Short-term stints of inflammation are beneficial to wound healing. However, chronic or excessive inflammation is not. Two types of nutrients promote or inhibit inflammation: Omega 6 and Omega 3. Omega 6s are required in our bodies to help with inflammation, but not to the degree to which modern humans consume them. Examples of Omega 6 food that promote inflammation are processed junk food, deep-fried foods, and vegetable oils. The goal is to rebalance the ratio of Omega 3, which are anti-inflammatory, to mitigate the effects of Omega 6s, which we can easily do by changing our cooking oils and including Omega 3-rich foods like seafood, nuts, and seeds. Simultaneously, reduce the amount of junk and processed food you consume, and you'll be on your way to reducing chronic inflammation.
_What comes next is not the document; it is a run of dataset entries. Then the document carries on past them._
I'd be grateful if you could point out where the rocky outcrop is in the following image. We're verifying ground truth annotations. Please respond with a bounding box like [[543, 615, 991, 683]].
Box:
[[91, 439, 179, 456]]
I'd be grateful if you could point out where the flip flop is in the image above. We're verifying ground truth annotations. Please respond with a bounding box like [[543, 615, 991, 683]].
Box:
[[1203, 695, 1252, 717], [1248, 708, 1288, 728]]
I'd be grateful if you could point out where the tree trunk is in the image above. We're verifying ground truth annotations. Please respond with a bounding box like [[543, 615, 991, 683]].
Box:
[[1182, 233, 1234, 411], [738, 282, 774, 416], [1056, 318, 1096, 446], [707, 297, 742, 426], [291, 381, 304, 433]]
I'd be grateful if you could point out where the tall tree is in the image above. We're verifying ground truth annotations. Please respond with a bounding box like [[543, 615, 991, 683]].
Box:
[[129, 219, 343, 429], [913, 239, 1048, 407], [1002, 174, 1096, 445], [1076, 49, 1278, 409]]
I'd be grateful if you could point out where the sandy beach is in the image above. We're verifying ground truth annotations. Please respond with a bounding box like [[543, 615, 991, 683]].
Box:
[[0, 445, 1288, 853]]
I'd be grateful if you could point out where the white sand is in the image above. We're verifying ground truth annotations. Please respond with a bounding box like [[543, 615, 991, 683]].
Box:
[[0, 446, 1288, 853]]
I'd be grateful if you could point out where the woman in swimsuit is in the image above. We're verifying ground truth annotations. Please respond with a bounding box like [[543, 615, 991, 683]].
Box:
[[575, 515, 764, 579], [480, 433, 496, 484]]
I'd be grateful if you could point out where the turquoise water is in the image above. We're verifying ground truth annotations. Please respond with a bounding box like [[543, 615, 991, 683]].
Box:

MICRONUTRIENTS & ANTIOXIDANTS
Dr. John Berardi tells us that the scientific jury is still out on whether to supplement for specific micronutrients when injured or ensure we don't have a deficiency. However, most of us lack the required amount of fresh fruits and vegetables in our diets, so placing careful emphasis on including 1-2 fists of colorful vegetables per meal is a good way of ensuring we get the micronutrients we need. Some valuable players in our healing will be Vitamin A, which supports early inflammation; Vitamin C, which helps with collagen production; Copper, which promotes red blood cells; and Zinc, which aids tissue regeneration and repair. Other foods with powerful antioxidant properties that can help heal are turmeric, bromelain (pineapple), Boswellia, garlic, and flavonoids (ex., Blueberry and cocoa). Another positive effect of eating so many vegetables is that some medications prescribed by your doctor may make you constipated, and adding in extra vegetables is a gentle way to make this issue pass.
PRO & PREBIOTICS
Medications can alter your gastrointestinal system. Eating plenty of probiotics (fermented foods such as kimchi, kombucha, yogurt, miso, etc.) and prebiotics such as barley, oats, wheat, and mushrooms will help rebuild your gut bacteria.